Kosambari, a south Indian salad made from pulses like Bengal gram and green gram, seasoned with mustard seeds is an amazing side dish from Karnataka. Also offered as prasad at temples too, it’s sometimes eaten as snacks.

Ingredients

¼ cup moong dal water as needed to soak moong dal 1.5 cups finely chopped cucumber 3 tbsp grated coconut 1 green chili – chopped or ½ tsp chopped 2 tbsp chopped coriander leaves (cilantro) ½ tsp lemon juice or add as required Salt as required 

Ingredients

For tempering: 2 tsp oil ½ tsp mustard seeds 1 pinch asafoetida (hing) 5 to 6 curry leaves – chopped or kept whole

Rinse moong lentils a couple of times in water. Soak them for minimum 30 minutes. Later drain all the water and add the soaked moong lentils in a bowl. 

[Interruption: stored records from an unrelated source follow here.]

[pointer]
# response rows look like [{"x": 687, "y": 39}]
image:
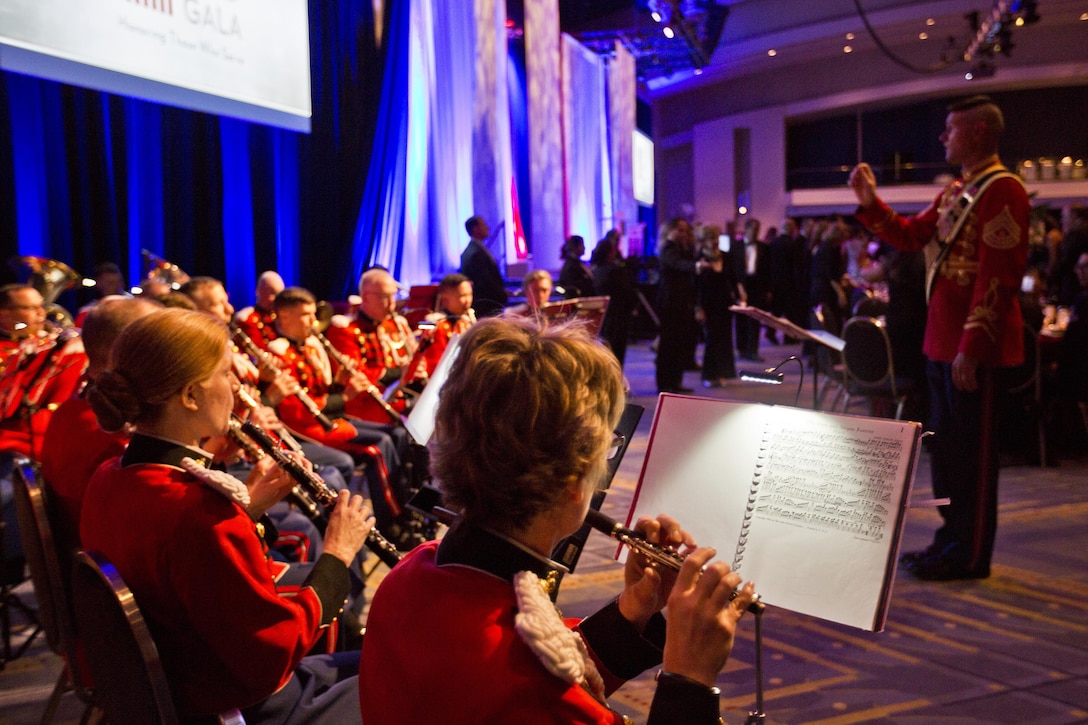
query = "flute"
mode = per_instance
[
  {"x": 311, "y": 484},
  {"x": 658, "y": 555}
]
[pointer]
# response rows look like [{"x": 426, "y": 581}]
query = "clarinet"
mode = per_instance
[
  {"x": 267, "y": 359},
  {"x": 371, "y": 389},
  {"x": 658, "y": 555},
  {"x": 311, "y": 484}
]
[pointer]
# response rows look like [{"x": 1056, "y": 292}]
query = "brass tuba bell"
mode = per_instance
[
  {"x": 50, "y": 278},
  {"x": 161, "y": 272}
]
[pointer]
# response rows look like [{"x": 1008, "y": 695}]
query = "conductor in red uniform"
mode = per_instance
[{"x": 977, "y": 235}]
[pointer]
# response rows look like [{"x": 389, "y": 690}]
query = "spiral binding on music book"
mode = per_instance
[{"x": 761, "y": 462}]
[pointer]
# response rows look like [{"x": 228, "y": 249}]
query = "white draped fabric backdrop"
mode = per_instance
[{"x": 458, "y": 150}]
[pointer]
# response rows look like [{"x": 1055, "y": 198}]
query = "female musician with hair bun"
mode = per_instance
[
  {"x": 464, "y": 630},
  {"x": 184, "y": 538}
]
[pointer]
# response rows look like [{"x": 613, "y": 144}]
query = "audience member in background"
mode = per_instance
[
  {"x": 753, "y": 262},
  {"x": 828, "y": 270},
  {"x": 1064, "y": 285},
  {"x": 575, "y": 278},
  {"x": 679, "y": 330},
  {"x": 783, "y": 257},
  {"x": 468, "y": 621},
  {"x": 184, "y": 538},
  {"x": 479, "y": 265},
  {"x": 716, "y": 290},
  {"x": 904, "y": 272},
  {"x": 612, "y": 278},
  {"x": 536, "y": 287}
]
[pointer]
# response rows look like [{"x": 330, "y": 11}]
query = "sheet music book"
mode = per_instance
[
  {"x": 808, "y": 505},
  {"x": 420, "y": 421},
  {"x": 591, "y": 310},
  {"x": 788, "y": 328}
]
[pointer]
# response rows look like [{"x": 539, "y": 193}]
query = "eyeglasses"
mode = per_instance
[{"x": 616, "y": 446}]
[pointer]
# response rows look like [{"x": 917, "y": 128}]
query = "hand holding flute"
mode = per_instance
[{"x": 705, "y": 598}]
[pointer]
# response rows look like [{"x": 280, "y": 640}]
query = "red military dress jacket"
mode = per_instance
[
  {"x": 974, "y": 306},
  {"x": 258, "y": 324},
  {"x": 36, "y": 379},
  {"x": 442, "y": 647},
  {"x": 381, "y": 351},
  {"x": 74, "y": 447},
  {"x": 199, "y": 573}
]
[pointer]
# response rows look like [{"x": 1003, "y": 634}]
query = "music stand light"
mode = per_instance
[{"x": 773, "y": 377}]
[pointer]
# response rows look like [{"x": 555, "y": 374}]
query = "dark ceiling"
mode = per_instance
[{"x": 720, "y": 39}]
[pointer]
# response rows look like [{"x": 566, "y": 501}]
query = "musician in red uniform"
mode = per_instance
[
  {"x": 974, "y": 329},
  {"x": 184, "y": 540},
  {"x": 382, "y": 446},
  {"x": 334, "y": 466},
  {"x": 74, "y": 445},
  {"x": 40, "y": 369},
  {"x": 256, "y": 321},
  {"x": 470, "y": 616},
  {"x": 454, "y": 317},
  {"x": 380, "y": 343}
]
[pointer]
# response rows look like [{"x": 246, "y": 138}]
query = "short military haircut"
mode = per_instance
[{"x": 292, "y": 297}]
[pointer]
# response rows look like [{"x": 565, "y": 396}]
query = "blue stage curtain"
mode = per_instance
[
  {"x": 90, "y": 176},
  {"x": 381, "y": 214},
  {"x": 622, "y": 96},
  {"x": 420, "y": 183}
]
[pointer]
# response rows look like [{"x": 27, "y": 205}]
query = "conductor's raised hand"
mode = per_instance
[
  {"x": 704, "y": 607},
  {"x": 349, "y": 524},
  {"x": 864, "y": 183},
  {"x": 646, "y": 588}
]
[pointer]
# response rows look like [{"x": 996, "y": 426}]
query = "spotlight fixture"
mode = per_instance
[{"x": 993, "y": 33}]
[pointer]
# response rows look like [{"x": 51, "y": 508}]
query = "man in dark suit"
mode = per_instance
[{"x": 489, "y": 291}]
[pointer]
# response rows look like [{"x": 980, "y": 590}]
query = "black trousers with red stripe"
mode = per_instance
[{"x": 964, "y": 463}]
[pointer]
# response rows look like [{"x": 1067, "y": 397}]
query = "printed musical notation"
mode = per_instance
[
  {"x": 808, "y": 505},
  {"x": 840, "y": 481}
]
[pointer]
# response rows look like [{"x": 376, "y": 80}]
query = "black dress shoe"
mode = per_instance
[{"x": 943, "y": 568}]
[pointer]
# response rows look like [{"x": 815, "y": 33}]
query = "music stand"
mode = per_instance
[
  {"x": 791, "y": 330},
  {"x": 591, "y": 310}
]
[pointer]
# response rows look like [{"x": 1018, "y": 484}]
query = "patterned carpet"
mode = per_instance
[{"x": 1009, "y": 649}]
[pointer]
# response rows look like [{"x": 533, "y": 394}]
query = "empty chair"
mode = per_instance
[
  {"x": 50, "y": 585},
  {"x": 130, "y": 683},
  {"x": 868, "y": 370}
]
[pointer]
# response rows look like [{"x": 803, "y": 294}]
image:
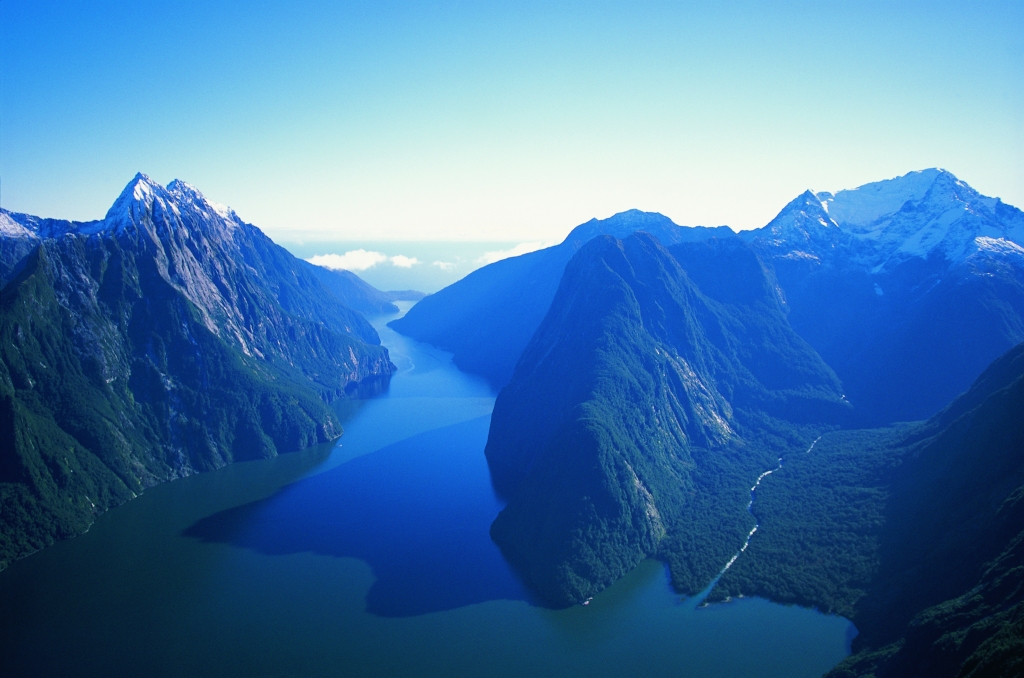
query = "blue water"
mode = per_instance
[{"x": 365, "y": 558}]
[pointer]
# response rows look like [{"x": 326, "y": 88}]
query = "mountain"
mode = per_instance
[
  {"x": 487, "y": 318},
  {"x": 915, "y": 533},
  {"x": 358, "y": 295},
  {"x": 168, "y": 338},
  {"x": 892, "y": 279},
  {"x": 642, "y": 409}
]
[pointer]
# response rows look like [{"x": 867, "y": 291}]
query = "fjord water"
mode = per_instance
[{"x": 368, "y": 557}]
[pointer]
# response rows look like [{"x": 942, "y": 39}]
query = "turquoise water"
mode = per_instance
[{"x": 366, "y": 558}]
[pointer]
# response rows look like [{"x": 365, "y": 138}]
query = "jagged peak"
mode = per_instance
[
  {"x": 141, "y": 191},
  {"x": 805, "y": 210},
  {"x": 10, "y": 227},
  {"x": 190, "y": 193}
]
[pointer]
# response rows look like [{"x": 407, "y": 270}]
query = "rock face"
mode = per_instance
[
  {"x": 623, "y": 432},
  {"x": 895, "y": 278},
  {"x": 168, "y": 338}
]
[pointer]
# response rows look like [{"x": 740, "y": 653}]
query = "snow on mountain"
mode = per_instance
[
  {"x": 866, "y": 204},
  {"x": 178, "y": 206},
  {"x": 803, "y": 229},
  {"x": 11, "y": 228},
  {"x": 929, "y": 214}
]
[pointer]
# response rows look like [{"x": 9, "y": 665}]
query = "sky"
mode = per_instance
[{"x": 504, "y": 122}]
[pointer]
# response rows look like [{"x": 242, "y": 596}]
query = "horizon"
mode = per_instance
[{"x": 402, "y": 123}]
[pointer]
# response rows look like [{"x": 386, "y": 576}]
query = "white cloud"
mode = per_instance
[
  {"x": 521, "y": 248},
  {"x": 351, "y": 260},
  {"x": 360, "y": 260},
  {"x": 402, "y": 261}
]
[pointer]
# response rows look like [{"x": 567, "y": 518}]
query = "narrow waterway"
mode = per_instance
[{"x": 370, "y": 557}]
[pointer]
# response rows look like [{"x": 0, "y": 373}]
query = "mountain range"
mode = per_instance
[
  {"x": 669, "y": 372},
  {"x": 167, "y": 338},
  {"x": 883, "y": 281}
]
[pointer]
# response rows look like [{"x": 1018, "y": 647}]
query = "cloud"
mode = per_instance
[
  {"x": 351, "y": 260},
  {"x": 521, "y": 248},
  {"x": 402, "y": 261},
  {"x": 360, "y": 260}
]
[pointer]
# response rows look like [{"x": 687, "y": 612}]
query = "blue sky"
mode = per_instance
[{"x": 496, "y": 121}]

Add finely chopped cucumber, fresh grated coconut, chopped coriander leaves and green chillies. 

Squeeze some lemon juice. You can add lemon juice less or more as per your requirements. Mix everything very well. 

For tempering, heat oil in a small pan and then add mustard seeds. Let the mustard seeds crackle. Keep the heat to a low.

Once the mustard seeds crackle, add 5 to 6 curry leaves and a pinch of asafoetida. Stir and then switch off the heat. 

Pour the tempering mixture in the salad. Mix well. Add salt before serving as if added earlier, the cucumber releases water.  

Add salt as required. Mix very well and serve straightaway. Serve kosambari salad as a side salad with your meals.